The spirit of funky, far-out post-punkers such as This Heat, A Certain Ratio and 23 Skidoo charges through the thrilling debut album by this New York quartet, knocking over furniture and ruffling everyone’s hair up. But amid the chaos, YHWH Nailgun (pronounced Yahweh Nailgun) evade easy comparisons with a genuinely fresh and singular sound.
Their MVP is drummer Sam Pickard, whose playing is less backbeat than a series of fills repeated again and again: he sends you toppling into each new bar but also keeps you just about upright. Sometimes he fidgets at a high tempo, focusing on drum rims and tight hi-hats, to make indie-disco tracks for salsa-quality dancers; slower numbers such as Tear Pusher have an almost boom-bap hip-hop sensibility. The other half of the rhythm section isn’t bass guitar but synths: Jack Tobias’s playing on Iron Feet and Sickle Walk sounds like the serendipitously tuneful machinations of a lift shaft or slowing locomotive.

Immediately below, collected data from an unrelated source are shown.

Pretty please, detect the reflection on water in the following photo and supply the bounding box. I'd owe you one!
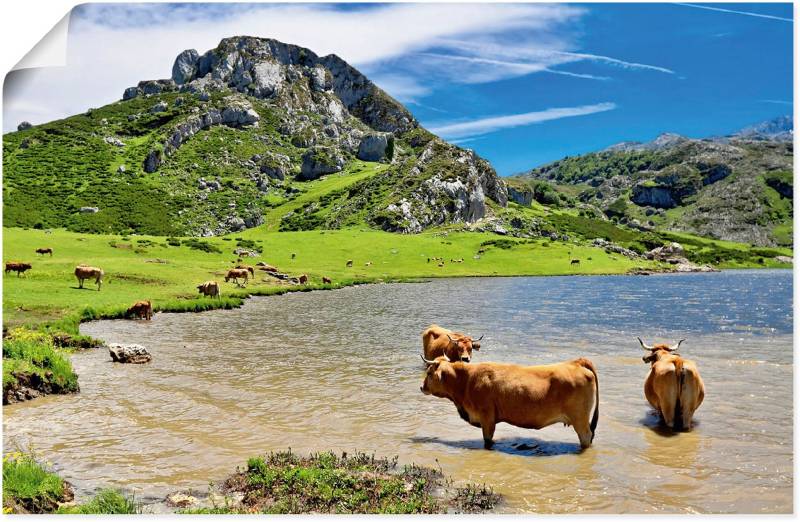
[3,270,793,513]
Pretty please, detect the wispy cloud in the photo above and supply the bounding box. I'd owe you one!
[429,102,617,139]
[675,3,792,22]
[550,51,675,75]
[758,99,793,106]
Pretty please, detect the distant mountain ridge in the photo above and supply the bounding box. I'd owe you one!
[510,116,793,247]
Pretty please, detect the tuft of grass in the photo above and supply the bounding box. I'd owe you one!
[219,450,500,514]
[56,489,139,514]
[2,452,69,513]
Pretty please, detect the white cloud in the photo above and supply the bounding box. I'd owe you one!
[429,102,617,139]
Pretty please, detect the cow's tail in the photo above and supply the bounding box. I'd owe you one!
[577,358,600,441]
[674,358,685,430]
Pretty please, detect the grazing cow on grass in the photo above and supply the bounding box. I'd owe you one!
[127,300,153,320]
[197,281,220,298]
[322,276,332,284]
[75,265,104,290]
[225,268,250,286]
[236,264,255,277]
[422,324,482,363]
[5,262,32,277]
[35,248,53,257]
[346,260,353,268]
[421,356,600,449]
[571,259,580,265]
[365,261,372,267]
[639,338,705,431]
[298,274,308,284]
[291,253,296,260]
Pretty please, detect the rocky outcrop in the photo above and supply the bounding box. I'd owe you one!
[592,238,641,259]
[507,185,534,206]
[79,206,99,213]
[123,79,178,100]
[109,343,152,364]
[376,140,507,233]
[631,183,677,208]
[172,49,200,85]
[299,146,345,180]
[17,121,32,131]
[357,133,393,162]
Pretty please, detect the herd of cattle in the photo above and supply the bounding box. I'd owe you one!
[7,246,705,447]
[419,324,705,449]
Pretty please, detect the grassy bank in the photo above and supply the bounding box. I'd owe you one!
[3,226,656,331]
[2,329,79,404]
[2,451,137,514]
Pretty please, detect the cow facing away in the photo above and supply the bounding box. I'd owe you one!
[35,248,53,257]
[422,324,482,363]
[127,300,153,320]
[421,356,600,449]
[639,338,705,431]
[5,262,32,277]
[225,268,249,286]
[197,281,220,298]
[75,265,104,290]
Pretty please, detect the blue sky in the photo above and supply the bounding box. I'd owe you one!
[4,3,793,175]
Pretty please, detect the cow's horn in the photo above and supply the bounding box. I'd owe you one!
[447,334,457,344]
[637,337,654,350]
[475,335,484,341]
[420,355,436,365]
[668,339,685,351]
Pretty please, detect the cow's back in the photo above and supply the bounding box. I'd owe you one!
[463,361,596,429]
[422,325,451,358]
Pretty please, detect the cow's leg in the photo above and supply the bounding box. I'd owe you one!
[574,418,594,449]
[660,398,676,429]
[481,420,496,449]
[77,277,83,288]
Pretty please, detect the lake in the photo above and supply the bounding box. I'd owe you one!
[3,270,793,513]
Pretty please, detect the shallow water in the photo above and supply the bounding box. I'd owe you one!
[4,270,793,513]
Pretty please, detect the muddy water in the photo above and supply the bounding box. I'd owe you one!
[4,270,792,513]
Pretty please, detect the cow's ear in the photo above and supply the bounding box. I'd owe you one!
[472,342,481,350]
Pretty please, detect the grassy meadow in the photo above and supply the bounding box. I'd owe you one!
[2,226,655,331]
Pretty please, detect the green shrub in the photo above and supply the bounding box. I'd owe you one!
[2,329,78,393]
[183,238,222,254]
[56,489,138,514]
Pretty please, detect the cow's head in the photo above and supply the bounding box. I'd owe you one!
[420,355,456,397]
[638,337,684,363]
[445,334,482,363]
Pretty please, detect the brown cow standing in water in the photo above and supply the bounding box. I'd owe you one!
[639,338,705,431]
[421,324,482,363]
[35,248,53,257]
[127,300,153,320]
[420,356,600,449]
[5,262,32,277]
[75,265,104,290]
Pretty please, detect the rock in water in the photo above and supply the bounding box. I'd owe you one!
[109,343,152,364]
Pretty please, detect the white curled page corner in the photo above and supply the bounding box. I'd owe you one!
[11,11,71,71]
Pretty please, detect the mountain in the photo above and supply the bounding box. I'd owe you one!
[3,36,507,236]
[732,115,793,142]
[510,118,793,247]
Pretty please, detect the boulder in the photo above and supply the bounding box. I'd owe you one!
[299,146,345,180]
[150,101,169,114]
[104,136,125,147]
[775,255,793,264]
[144,150,162,173]
[220,102,260,126]
[108,343,151,364]
[117,165,126,174]
[357,133,392,162]
[123,87,139,100]
[17,121,32,131]
[172,49,200,85]
[79,207,99,213]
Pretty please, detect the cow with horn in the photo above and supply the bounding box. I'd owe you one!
[639,337,705,431]
[421,324,483,363]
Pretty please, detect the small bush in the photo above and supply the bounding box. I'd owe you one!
[56,489,138,514]
[183,238,222,254]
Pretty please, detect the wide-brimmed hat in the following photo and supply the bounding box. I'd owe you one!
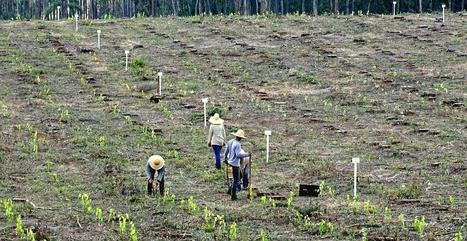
[231,129,246,139]
[209,113,224,125]
[148,155,165,170]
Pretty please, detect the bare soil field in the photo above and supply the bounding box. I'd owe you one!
[0,13,466,241]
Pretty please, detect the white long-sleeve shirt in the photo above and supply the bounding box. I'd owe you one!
[207,123,226,146]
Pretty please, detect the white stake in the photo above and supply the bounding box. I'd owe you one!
[264,130,272,163]
[157,72,163,95]
[442,4,446,23]
[352,157,360,198]
[393,1,397,17]
[97,30,101,49]
[75,14,78,32]
[125,50,129,72]
[57,6,61,21]
[202,98,209,127]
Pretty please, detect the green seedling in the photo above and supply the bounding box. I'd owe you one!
[229,222,237,240]
[361,228,368,241]
[162,190,176,206]
[129,222,138,241]
[363,200,377,214]
[78,193,93,213]
[319,220,326,235]
[107,208,116,223]
[95,207,103,225]
[26,228,36,241]
[58,109,70,123]
[302,215,312,231]
[186,196,198,214]
[398,213,406,229]
[287,191,295,209]
[268,197,276,208]
[119,213,129,234]
[454,231,463,241]
[3,198,14,222]
[319,181,325,197]
[98,136,106,146]
[16,214,24,237]
[327,186,335,200]
[204,208,215,233]
[384,207,392,221]
[259,229,269,241]
[111,104,119,114]
[449,195,455,208]
[318,219,334,235]
[413,216,427,237]
[30,131,38,154]
[44,160,53,173]
[351,199,360,215]
[260,196,267,206]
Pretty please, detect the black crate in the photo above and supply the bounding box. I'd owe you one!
[298,183,320,197]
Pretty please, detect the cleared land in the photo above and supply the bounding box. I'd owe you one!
[0,13,466,240]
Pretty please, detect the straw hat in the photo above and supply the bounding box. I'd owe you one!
[209,113,224,125]
[148,155,165,170]
[231,129,246,139]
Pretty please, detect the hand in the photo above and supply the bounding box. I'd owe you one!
[148,179,153,184]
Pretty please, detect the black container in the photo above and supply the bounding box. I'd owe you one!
[298,183,320,197]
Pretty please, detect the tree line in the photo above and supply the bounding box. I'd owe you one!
[0,0,465,20]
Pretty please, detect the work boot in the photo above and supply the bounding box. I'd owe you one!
[231,195,238,201]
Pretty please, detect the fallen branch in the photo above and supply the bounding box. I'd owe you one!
[12,197,37,209]
[12,197,55,210]
[76,215,82,229]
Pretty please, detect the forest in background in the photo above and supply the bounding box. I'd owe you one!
[0,0,465,20]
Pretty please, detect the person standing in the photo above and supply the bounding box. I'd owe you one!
[207,113,226,170]
[224,129,249,201]
[146,155,166,195]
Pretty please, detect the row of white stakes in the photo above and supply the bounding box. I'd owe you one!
[72,24,365,198]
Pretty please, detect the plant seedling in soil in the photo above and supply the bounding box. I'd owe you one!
[398,213,406,229]
[448,195,455,208]
[78,193,93,213]
[319,181,325,197]
[259,229,269,241]
[95,207,103,225]
[119,213,129,234]
[328,187,335,200]
[129,222,138,241]
[107,208,116,223]
[454,231,463,241]
[413,216,427,238]
[287,191,295,209]
[383,207,392,221]
[16,214,24,237]
[229,222,237,240]
[3,198,14,222]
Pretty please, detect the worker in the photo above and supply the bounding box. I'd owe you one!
[207,113,226,170]
[224,129,249,201]
[146,155,165,195]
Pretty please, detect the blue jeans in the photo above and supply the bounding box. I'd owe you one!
[212,145,222,169]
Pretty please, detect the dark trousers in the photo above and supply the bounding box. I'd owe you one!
[212,145,222,169]
[147,169,165,195]
[229,165,240,200]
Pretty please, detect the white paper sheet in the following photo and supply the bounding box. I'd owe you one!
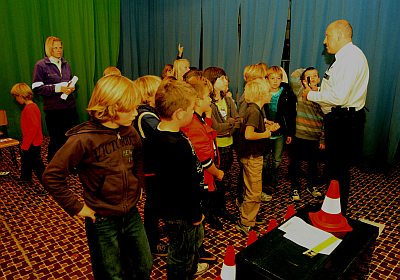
[278,216,342,255]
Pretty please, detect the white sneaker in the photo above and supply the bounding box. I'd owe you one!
[308,187,322,198]
[261,192,272,202]
[292,189,301,201]
[194,263,209,276]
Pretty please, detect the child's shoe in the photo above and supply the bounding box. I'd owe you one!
[236,221,251,235]
[151,243,168,257]
[261,192,272,202]
[307,187,322,198]
[194,263,209,276]
[291,189,301,201]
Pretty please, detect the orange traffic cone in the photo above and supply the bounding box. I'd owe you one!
[309,180,352,236]
[284,205,296,221]
[246,230,258,246]
[218,245,236,280]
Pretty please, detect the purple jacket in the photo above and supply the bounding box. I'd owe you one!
[32,57,76,111]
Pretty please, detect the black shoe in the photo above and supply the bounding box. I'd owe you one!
[207,215,223,230]
[15,177,32,184]
[255,216,266,225]
[218,210,236,223]
[35,189,48,196]
[151,243,168,257]
[199,249,217,262]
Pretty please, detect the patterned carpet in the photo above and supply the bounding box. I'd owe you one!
[1,138,399,279]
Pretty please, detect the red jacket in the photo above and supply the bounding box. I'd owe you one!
[181,113,219,192]
[21,103,43,150]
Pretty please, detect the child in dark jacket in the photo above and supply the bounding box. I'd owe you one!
[263,66,297,194]
[133,75,167,257]
[43,75,152,279]
[153,79,209,278]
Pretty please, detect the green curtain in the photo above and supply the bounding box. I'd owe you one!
[0,0,120,139]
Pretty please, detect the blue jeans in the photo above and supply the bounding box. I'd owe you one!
[164,219,204,280]
[85,207,153,280]
[263,136,284,185]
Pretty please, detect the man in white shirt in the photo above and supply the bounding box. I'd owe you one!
[303,19,369,215]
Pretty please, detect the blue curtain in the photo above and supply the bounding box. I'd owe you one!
[118,0,151,80]
[119,0,201,79]
[238,0,289,96]
[290,0,400,166]
[120,0,289,101]
[202,0,241,97]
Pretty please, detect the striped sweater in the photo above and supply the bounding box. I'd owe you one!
[295,92,324,144]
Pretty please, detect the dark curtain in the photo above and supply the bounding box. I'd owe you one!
[0,0,120,139]
[119,0,289,100]
[290,0,400,166]
[238,0,289,97]
[201,0,241,96]
[119,0,201,79]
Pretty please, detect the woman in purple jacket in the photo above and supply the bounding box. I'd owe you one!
[32,36,79,162]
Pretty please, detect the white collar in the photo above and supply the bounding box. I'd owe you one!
[49,56,61,64]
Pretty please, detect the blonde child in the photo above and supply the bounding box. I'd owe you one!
[10,83,45,191]
[236,78,278,234]
[132,75,167,256]
[263,66,296,193]
[103,66,121,76]
[172,59,190,80]
[43,75,152,279]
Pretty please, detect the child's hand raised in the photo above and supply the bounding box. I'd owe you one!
[178,43,184,57]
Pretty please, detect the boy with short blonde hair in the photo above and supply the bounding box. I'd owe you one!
[236,78,279,234]
[263,66,296,194]
[10,83,45,191]
[43,75,153,279]
[154,79,209,278]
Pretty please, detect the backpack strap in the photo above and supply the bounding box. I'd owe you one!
[138,111,159,138]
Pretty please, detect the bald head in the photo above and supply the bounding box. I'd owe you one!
[330,19,353,39]
[324,19,353,54]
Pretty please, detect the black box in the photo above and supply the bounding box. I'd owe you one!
[236,210,378,280]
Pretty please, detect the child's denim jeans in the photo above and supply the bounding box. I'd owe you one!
[164,219,204,280]
[85,207,153,279]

On top is astounding singer Zack Borzone, whose lyrics can’t really be made out, but they’re not the point anyway: Borzone is all about pure hoarse expression, or chatter that acts as its own funky percussion instrument. The synths mix almost imperceptibly with guitar from Saguiv Rosenstock to form a shifting murk at the bottom of the mix, but the drumming stays afloat – positively buoyant on the poppiest track here, Castrato Raw (Fullback). Punk-funk has long been a part of New York, but this feels like an evolutionary leap for the style.